It has to do with mixing trees. Everything is packages, and packages come from
ports. If you get packages from the official repo, and then download the ports
tree and build and install your own, some packages won't play nice with each
other because they aren't from the same point in time (your copy of the tree is
a little bit newer than the one used by the official repo at the time). pkg
will detect most issues, but it can't generally fix them. It is possible to be
in sync with the official repo, but doing so is more complicated and requires
more hands-on attention. Trying to use the official repo and then mix in a few
of your own here and there is almost always more effort and trouble than it's
Ultimately, you have 3 options:
1. Use the official repo. This is the simplest and easiest. You never have to
compile anything or know how ports works and upgrades are easy. This also
scales to many machines easily. The downside is that you have limited
flexibility - no custom options and you can't change the default versions for
things such as Python, Perl, PHP, Apache, et al.. You also don't get updates as
soon as they're committed, but the time between updates is only about a few days.

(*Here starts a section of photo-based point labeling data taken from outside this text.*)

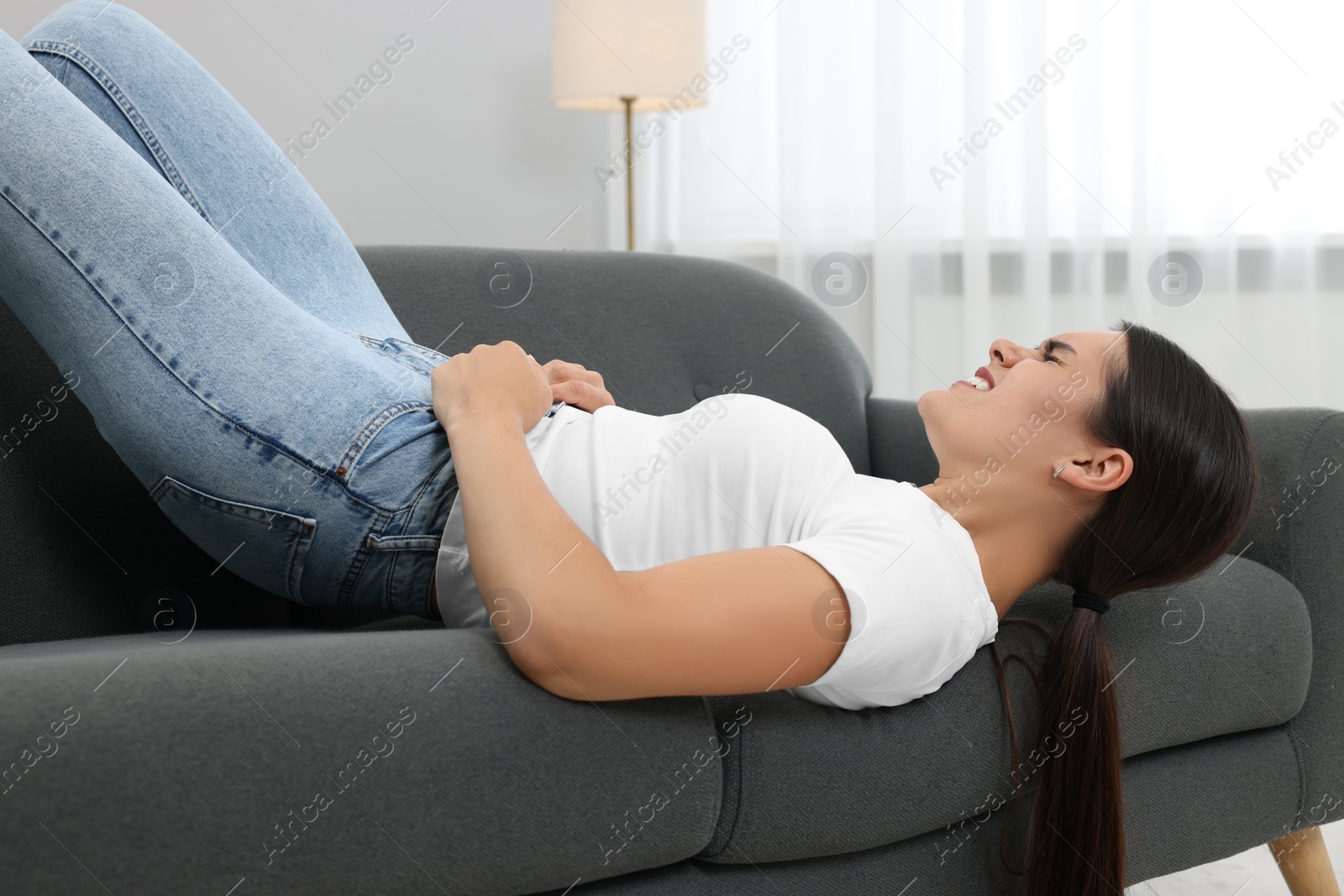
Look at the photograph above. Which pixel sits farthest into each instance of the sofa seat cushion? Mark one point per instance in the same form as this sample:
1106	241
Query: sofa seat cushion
1227	652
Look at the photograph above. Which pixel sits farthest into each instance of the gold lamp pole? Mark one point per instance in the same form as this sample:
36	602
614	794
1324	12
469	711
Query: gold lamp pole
629	175
613	55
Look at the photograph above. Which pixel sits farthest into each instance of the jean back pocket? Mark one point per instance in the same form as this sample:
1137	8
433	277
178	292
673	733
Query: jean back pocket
259	544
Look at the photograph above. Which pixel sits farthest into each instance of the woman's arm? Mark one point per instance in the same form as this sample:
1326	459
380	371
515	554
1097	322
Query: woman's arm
538	574
727	622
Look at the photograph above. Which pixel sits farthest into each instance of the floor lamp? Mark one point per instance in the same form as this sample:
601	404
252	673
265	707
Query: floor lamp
628	55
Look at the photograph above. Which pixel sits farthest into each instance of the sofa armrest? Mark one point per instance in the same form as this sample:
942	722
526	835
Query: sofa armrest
897	443
1296	531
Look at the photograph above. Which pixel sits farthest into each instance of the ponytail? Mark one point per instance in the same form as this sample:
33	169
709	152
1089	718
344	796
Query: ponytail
1075	839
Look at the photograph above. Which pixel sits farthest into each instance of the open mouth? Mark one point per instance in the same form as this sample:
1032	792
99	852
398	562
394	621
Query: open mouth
981	380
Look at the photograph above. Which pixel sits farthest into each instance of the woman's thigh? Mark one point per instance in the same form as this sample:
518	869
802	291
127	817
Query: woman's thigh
210	383
187	127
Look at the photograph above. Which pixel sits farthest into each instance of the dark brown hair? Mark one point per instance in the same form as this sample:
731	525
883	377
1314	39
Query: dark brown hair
1184	506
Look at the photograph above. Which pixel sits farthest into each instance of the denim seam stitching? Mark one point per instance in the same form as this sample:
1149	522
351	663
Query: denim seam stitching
128	109
362	558
373	427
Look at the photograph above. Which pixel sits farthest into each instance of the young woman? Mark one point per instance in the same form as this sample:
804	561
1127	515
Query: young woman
234	351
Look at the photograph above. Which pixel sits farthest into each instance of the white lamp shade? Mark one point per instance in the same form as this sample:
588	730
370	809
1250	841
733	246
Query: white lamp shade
604	50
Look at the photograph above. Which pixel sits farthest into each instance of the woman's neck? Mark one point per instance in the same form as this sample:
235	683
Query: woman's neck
1012	533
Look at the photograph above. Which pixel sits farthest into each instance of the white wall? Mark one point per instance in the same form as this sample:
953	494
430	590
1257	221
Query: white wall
467	118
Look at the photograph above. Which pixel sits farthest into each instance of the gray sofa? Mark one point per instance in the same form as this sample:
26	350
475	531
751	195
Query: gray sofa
167	730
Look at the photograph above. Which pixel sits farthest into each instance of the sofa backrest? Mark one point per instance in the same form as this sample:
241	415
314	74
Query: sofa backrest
87	553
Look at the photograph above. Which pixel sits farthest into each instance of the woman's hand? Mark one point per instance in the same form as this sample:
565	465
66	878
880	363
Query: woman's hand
488	385
573	385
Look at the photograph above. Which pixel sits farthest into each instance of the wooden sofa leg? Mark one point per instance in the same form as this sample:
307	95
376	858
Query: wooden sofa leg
1304	862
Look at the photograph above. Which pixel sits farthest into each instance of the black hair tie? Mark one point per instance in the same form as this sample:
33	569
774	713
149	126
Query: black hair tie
1089	600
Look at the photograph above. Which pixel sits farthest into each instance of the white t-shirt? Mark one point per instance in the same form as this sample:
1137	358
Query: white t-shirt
739	470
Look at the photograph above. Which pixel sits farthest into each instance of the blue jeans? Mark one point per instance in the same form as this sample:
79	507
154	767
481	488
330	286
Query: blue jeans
214	318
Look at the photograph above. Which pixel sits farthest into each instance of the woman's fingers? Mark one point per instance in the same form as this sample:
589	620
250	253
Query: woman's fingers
581	394
561	371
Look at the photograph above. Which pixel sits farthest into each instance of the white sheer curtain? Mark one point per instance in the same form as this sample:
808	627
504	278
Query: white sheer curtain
1121	130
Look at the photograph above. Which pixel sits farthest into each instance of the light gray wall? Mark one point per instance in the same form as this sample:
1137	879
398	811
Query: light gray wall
467	118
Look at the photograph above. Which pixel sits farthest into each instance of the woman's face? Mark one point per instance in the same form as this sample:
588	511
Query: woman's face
1032	419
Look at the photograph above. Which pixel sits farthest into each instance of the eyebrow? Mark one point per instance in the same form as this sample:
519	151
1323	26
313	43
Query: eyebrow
1050	344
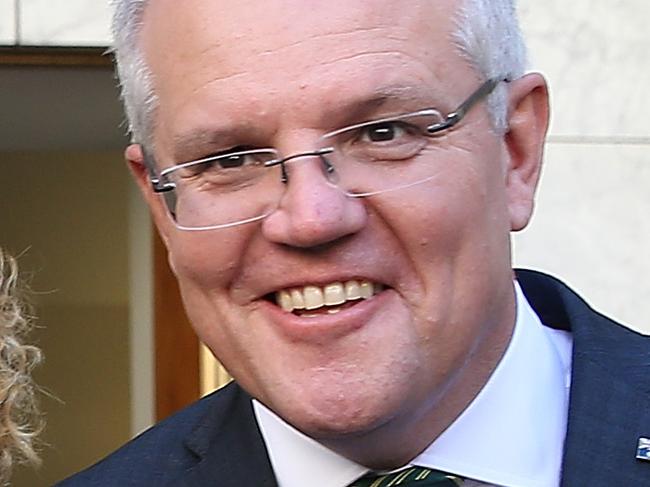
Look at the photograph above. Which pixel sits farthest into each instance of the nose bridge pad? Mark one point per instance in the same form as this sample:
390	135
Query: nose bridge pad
328	167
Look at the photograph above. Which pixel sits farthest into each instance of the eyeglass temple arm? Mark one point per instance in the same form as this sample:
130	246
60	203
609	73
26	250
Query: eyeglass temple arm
156	183
456	116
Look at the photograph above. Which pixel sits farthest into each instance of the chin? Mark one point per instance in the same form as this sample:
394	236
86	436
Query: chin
335	412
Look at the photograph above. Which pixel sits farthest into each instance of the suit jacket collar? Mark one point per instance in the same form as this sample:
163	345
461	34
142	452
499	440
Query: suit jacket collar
610	387
228	446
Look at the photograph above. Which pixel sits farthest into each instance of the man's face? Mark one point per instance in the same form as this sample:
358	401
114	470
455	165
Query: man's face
280	74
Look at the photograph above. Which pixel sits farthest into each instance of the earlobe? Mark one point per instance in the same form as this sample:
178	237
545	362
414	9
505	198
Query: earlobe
528	122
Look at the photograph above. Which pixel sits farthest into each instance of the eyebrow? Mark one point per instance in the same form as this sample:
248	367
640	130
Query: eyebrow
397	98
200	141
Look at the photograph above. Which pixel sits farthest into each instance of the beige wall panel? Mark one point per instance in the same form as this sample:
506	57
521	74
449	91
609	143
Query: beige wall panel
65	22
595	55
65	215
7	22
592	227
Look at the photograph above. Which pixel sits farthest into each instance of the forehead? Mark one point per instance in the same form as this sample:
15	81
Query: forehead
278	54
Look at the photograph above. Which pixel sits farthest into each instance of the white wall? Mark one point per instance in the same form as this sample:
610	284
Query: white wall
592	223
55	22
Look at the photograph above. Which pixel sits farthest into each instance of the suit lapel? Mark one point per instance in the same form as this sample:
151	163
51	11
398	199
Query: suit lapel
229	448
610	388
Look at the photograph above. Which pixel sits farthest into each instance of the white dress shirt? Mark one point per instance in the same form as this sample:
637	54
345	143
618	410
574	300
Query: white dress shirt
511	435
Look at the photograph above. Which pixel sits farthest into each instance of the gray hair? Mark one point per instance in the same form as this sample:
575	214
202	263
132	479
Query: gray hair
487	34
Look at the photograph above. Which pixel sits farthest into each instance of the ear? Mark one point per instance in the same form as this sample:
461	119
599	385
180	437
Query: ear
527	125
135	159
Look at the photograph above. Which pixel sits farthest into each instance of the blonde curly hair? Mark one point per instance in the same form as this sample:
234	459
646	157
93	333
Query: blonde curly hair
20	420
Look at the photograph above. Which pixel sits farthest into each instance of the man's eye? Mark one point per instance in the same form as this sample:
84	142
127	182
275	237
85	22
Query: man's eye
383	132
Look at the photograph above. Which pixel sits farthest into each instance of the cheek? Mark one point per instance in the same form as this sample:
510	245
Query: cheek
207	261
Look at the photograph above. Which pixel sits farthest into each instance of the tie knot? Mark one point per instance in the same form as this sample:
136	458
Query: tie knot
412	476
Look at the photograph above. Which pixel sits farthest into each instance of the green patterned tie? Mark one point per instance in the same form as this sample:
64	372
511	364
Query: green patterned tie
410	477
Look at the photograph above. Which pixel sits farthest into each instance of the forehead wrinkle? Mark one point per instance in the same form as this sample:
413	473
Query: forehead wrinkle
335	36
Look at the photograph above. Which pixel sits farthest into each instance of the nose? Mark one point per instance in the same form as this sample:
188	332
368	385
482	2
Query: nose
313	211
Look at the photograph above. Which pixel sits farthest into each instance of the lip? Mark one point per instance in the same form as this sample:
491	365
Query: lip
325	327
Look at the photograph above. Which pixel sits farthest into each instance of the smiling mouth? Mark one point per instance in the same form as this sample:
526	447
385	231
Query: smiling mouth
330	298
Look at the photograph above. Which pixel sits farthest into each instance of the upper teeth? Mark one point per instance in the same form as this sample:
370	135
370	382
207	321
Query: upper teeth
314	297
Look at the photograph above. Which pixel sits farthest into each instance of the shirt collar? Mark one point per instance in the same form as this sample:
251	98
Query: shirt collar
512	434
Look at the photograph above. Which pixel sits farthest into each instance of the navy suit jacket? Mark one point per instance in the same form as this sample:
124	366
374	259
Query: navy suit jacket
216	441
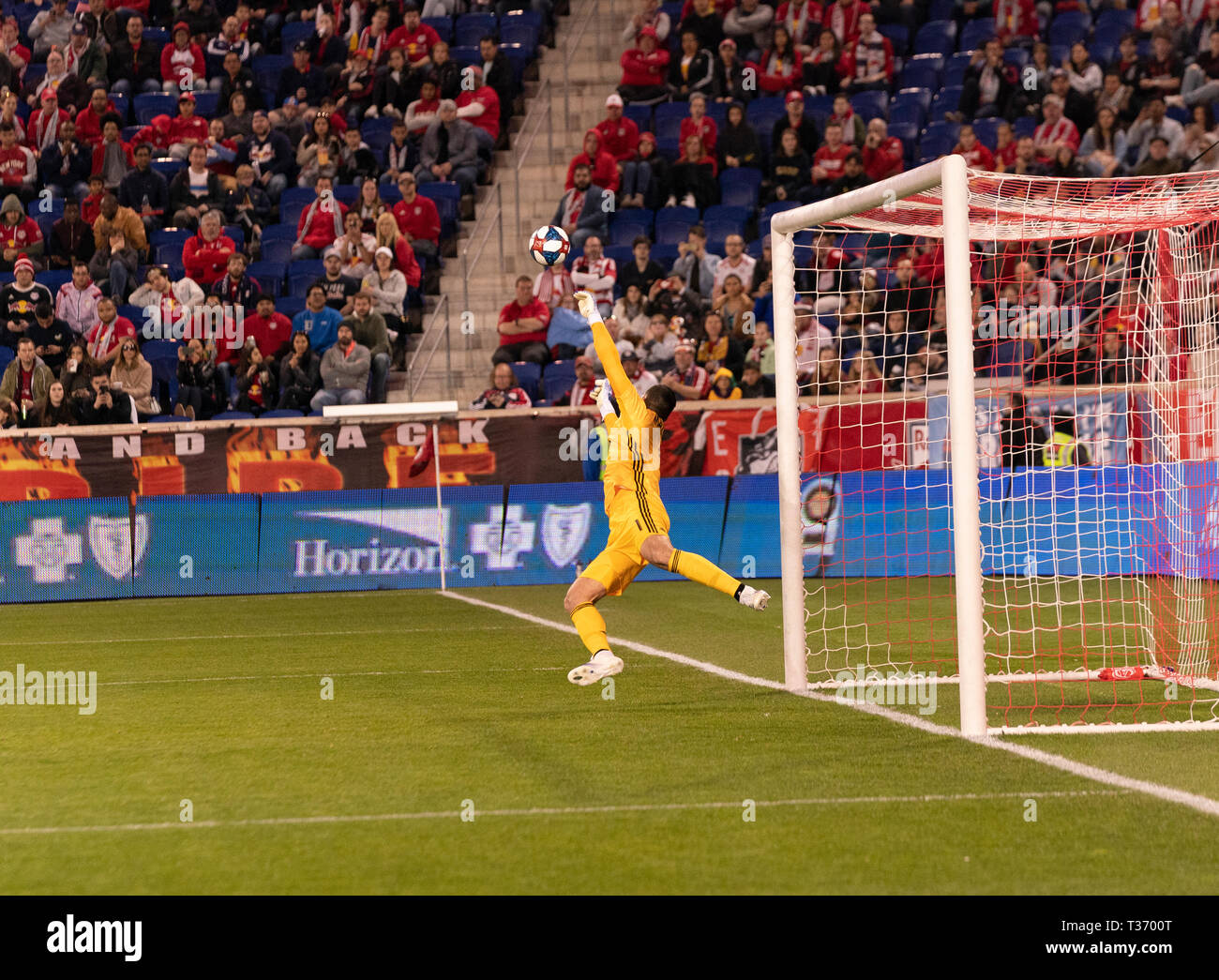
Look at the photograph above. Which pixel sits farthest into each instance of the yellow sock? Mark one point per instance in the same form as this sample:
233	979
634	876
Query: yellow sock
592	626
696	568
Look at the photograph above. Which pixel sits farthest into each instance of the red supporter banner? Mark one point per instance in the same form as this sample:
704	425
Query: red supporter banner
503	448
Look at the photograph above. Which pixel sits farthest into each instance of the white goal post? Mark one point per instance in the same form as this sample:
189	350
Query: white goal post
1079	610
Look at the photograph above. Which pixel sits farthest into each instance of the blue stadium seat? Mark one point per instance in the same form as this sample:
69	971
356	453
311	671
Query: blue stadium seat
277	250
1025	126
528	375
443	25
629	223
722	220
471	27
763	113
673	223
975	33
269	276
937	38
53	278
557	378
147	105
739	187
870	105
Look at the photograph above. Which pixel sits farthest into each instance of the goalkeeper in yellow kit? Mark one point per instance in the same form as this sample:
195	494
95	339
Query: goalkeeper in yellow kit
639	525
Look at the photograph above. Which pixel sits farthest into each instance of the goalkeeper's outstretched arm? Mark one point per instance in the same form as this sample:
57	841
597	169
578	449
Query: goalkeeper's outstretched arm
608	353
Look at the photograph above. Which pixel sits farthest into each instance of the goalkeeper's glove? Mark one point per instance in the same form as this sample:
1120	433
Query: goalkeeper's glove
604	394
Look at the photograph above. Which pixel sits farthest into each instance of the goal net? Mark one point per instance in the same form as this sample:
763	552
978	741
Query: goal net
999	439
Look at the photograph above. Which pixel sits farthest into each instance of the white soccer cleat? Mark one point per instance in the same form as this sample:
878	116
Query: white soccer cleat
604	665
754	597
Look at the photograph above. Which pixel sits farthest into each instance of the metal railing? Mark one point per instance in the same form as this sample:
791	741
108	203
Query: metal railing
417	369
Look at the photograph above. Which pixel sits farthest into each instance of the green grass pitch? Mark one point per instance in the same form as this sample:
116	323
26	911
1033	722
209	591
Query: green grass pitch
437	702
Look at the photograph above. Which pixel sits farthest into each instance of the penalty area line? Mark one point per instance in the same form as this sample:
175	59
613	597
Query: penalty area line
1080	769
447	814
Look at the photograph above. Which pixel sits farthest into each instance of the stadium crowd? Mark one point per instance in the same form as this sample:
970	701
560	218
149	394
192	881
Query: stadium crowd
730	111
236	206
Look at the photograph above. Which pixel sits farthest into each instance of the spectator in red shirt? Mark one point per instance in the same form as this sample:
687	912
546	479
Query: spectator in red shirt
974	150
882	154
414	37
417	219
644	71
605	170
205	256
320	224
523	324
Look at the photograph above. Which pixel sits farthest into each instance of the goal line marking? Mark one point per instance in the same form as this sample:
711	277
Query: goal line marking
1093	773
449	814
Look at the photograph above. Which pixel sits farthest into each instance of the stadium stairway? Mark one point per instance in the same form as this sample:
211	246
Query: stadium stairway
589	40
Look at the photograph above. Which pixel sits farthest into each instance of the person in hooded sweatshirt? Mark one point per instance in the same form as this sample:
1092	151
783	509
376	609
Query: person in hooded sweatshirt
605	169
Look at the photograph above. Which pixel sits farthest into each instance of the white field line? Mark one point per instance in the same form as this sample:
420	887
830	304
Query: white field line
449	814
1093	773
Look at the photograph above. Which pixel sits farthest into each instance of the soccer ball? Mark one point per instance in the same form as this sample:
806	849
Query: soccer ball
549	245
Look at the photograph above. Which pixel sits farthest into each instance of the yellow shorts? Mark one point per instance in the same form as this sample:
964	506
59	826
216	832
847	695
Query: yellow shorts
620	562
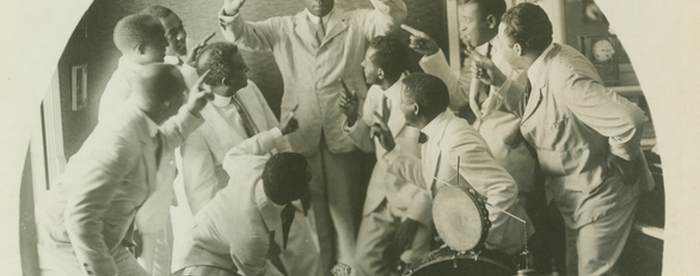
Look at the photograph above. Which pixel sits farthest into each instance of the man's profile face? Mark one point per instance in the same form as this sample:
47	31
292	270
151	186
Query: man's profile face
472	25
175	35
505	47
319	8
154	50
371	70
406	106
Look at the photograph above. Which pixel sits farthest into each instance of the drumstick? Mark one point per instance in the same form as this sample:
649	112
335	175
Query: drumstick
507	213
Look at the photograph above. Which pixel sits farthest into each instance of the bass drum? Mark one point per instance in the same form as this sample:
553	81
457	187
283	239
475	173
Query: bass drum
446	262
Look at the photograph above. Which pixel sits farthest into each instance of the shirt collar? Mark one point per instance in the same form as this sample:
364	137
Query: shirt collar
152	127
129	65
314	19
536	70
221	101
172	60
394	91
432	128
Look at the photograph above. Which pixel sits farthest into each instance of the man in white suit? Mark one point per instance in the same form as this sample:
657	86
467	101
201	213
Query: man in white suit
175	34
141	40
238	112
247	227
313	50
446	138
90	219
586	136
478	21
397	220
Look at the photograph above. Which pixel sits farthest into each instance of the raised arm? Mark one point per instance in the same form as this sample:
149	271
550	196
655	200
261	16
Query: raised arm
258	36
434	62
357	124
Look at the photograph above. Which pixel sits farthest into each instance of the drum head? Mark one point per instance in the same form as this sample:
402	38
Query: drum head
460	222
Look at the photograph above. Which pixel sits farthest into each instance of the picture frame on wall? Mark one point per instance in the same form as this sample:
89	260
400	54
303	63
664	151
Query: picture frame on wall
79	95
604	53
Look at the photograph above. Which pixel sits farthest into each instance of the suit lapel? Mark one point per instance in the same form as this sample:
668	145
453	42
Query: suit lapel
534	102
337	26
303	30
270	214
148	142
247	101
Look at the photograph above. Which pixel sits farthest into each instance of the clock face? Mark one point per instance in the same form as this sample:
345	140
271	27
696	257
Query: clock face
603	50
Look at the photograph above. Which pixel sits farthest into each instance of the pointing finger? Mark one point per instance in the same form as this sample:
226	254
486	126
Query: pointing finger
207	38
381	119
412	30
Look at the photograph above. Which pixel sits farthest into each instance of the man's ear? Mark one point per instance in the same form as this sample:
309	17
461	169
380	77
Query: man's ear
492	21
518	49
139	49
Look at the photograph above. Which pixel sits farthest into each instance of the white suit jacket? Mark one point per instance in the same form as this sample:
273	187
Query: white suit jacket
238	226
105	184
405	200
499	127
203	151
310	71
574	122
450	137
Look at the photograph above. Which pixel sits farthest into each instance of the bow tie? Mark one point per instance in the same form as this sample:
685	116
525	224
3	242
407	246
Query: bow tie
422	138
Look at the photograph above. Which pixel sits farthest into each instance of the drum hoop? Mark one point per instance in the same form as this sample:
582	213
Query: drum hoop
439	259
483	215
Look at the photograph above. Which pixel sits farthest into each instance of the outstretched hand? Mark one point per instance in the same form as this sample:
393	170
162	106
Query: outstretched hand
231	7
349	104
199	95
421	42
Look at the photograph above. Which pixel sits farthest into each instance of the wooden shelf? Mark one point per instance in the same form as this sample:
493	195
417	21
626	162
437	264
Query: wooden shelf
628	91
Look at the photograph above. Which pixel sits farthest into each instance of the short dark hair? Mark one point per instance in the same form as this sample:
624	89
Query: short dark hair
285	175
157	11
528	25
136	29
486	7
391	55
216	57
428	91
159	82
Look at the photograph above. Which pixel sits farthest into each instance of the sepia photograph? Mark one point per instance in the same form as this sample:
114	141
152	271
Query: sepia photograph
350	137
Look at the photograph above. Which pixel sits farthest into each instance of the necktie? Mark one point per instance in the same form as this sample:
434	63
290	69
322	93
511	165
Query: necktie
526	95
159	147
287	218
386	109
422	138
248	124
487	89
320	31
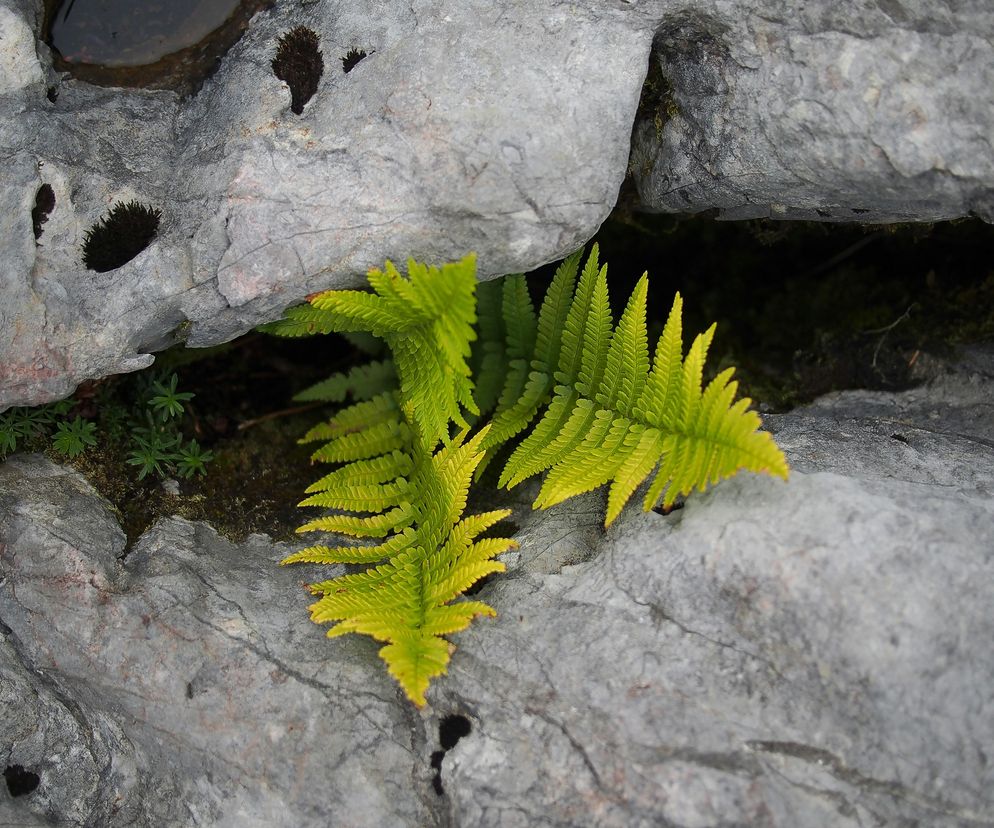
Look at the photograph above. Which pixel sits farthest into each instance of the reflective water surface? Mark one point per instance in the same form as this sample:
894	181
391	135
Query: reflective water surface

2. Use ports tools directly (or a wrapper such as Portmaster) and compile
packages yourself. This is a little more work, but you get custom options for
your packages (and you can have your own custom modifications to the ports
tree). You can have new versions of packages within minutes of the changes
being committed to the tree (depending on how long it takes to compile).
However, you will have to compile everything and sharing these packages is
crude and possibly a bit error-prone because your environment is not 100%
clean. This doesn't scale well unless you build your own tooling to make it so.
Otherwise, you will have to compile everything you want on each individual
machine, and you will have to do some scripting to make your custom options
consistent across them.
3. Use Poudriere. This is essentially tooling to make #2 scale well. Once you
have packages built, it creates a repo, making them very easy to share. On your
other machines, you point them to your own repo instead of the official one.
They will all have the custom options and modifications you want, but you
compile once on one machine. Poudriere builds every package in a clean
environment using jails to help keep things consistent and less complicated
when there are issues.

I recommend #1 unless you have a compelling reason not to ("oh no, 100MB of
disk space is used up by a package I don't use" isn't one). If you really need
custom options (because you need something to get work done), then I recommend
#3. In any case, pick one and do that. If you want to switch from one approach
to another, reinstall all packages using the new approach.

As Matthew alluded to, things are being worked on to make options 2 and 3 less
necessary for most people, but there is still much work to be done in ports and
in pkg, and it will take a while to get it all done right.